At the end of January and into February, two of the coldest months of the year, a process more suited to warmer weather unfolds in ranch country. It often requires a midwife who wears boots and spurs, and who can go sleep deprived for a few months. It is called calving season.
Calving in the cold keeps ranchers like 25 year old Tyler Pieper and his wife, Heidi, very, very busy.
“When it’s cold we continually check every hour to hour and a half to monitor the cows,” said Pieper, who ranches near Farnam in southwest Nebraska and is a member of the Frontier County Farm Bureau.
Pieper and his wife look over about 275 first calf heifers and 150 cows as they give birth to their babies in sometimes below freezing temperatures. We do what we can to keep them out of extremely cold conditions, and keep them comfortable, he said.
“When it’s cold and we see them start to deliver, we get them in the barn to make sure their calves are born out of the elements. If the weather is nice, we let them have their babies outside,” said Pieper. Of the 275 first calf heifers and 150 cows who are giving birth this season about 115 to 120 of them have gone through the barn at one stage or another because of the cold.
Cattle Come First
Everything the Pieper’s do on the ranch revolves around the cattle. Cattle come first, Pieper said.
“As a rancher, I am responsible for those cows and their calves. Sometimes there is a fine line between life and death. They depend on humans to take care of them, so it is my responsibility to check on them when they are born outside and take them to the warming room in our calving shed and make sure they get dried off. It doesn’t matter if it’s 2:00 in the morning or 2:00 in the afternoon. This is not an eight to five job. There isn’t such a thing in agriculture,” he said.
A lot is done to prevent the calves from getting too cold. It’s normal for ranchers to check a calf’s temperature. A good temperature is around 99 to 100 degrees. Anything lower and it’s into the barn for the calf. It’s important to get their temp up to normal so that they are strong enough to get their mother’s first milk, Pieper said.
The first milk is essential, it contains colostrum which supplies the calf with anti-bodies needed for a healthy immune system. It also allows the bond between calf and mother to begin.

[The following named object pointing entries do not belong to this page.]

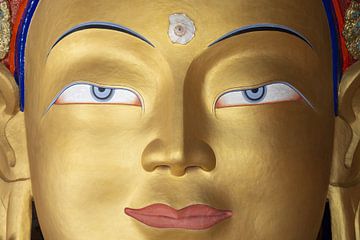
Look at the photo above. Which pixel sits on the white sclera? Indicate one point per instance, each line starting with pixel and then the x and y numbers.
pixel 277 92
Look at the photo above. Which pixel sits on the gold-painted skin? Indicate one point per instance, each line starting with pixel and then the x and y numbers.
pixel 5 29
pixel 273 165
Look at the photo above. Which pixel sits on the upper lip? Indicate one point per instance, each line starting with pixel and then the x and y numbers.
pixel 194 217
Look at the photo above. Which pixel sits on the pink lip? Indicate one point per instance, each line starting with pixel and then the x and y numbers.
pixel 195 217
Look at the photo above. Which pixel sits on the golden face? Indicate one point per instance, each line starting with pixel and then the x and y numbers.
pixel 244 126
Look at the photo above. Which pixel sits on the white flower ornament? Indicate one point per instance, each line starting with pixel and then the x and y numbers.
pixel 181 29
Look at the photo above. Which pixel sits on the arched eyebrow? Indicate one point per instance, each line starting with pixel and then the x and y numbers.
pixel 262 27
pixel 101 25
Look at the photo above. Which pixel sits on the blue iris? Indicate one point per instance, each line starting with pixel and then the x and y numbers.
pixel 255 95
pixel 102 94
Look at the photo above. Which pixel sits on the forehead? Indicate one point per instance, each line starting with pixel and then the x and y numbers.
pixel 212 18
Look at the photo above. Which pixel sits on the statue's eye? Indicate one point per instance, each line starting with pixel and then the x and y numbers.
pixel 272 93
pixel 91 94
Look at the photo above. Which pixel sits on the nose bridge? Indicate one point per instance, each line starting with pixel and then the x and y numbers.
pixel 177 146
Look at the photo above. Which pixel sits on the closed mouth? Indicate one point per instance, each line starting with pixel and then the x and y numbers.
pixel 194 217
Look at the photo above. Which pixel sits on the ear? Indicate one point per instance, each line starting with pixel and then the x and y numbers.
pixel 344 190
pixel 15 188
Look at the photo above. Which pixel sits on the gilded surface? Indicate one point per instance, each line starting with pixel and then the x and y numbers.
pixel 246 126
pixel 352 29
pixel 5 29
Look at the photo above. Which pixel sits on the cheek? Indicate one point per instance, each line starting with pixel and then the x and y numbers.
pixel 83 167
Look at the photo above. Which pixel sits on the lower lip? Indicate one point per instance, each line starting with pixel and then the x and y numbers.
pixel 195 217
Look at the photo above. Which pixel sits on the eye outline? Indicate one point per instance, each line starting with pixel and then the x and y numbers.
pixel 243 89
pixel 93 84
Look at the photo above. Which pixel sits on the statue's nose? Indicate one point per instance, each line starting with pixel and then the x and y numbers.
pixel 178 157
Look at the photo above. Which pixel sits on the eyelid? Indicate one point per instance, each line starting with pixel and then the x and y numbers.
pixel 242 89
pixel 96 85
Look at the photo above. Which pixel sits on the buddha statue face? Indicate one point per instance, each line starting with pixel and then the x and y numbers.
pixel 140 129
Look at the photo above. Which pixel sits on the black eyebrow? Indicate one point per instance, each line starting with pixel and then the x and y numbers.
pixel 262 27
pixel 102 25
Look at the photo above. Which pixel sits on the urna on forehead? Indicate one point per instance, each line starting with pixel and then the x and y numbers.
pixel 182 30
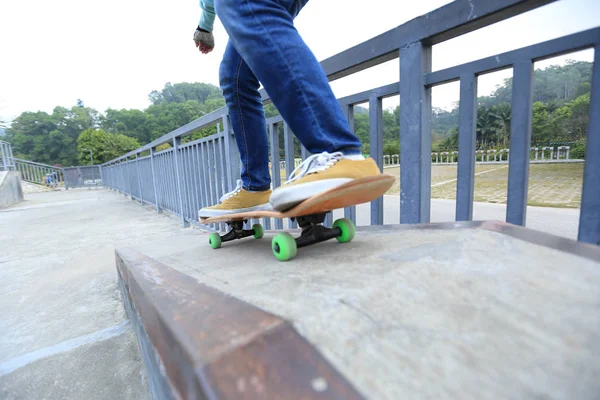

“We both grew up around cattle. I would work livestock with my dad, Dr. Kent Pieper, who is the veterinarian in Farnam. My wife, Heidi, grew up in Dunlap, Iowa, and helped her folks run both of their livestock markets, a physical place where farmers and ranchers go to buy and sell cattle. We both have the same passion for agriculture and feel blessed to do what we love,” Pieper said.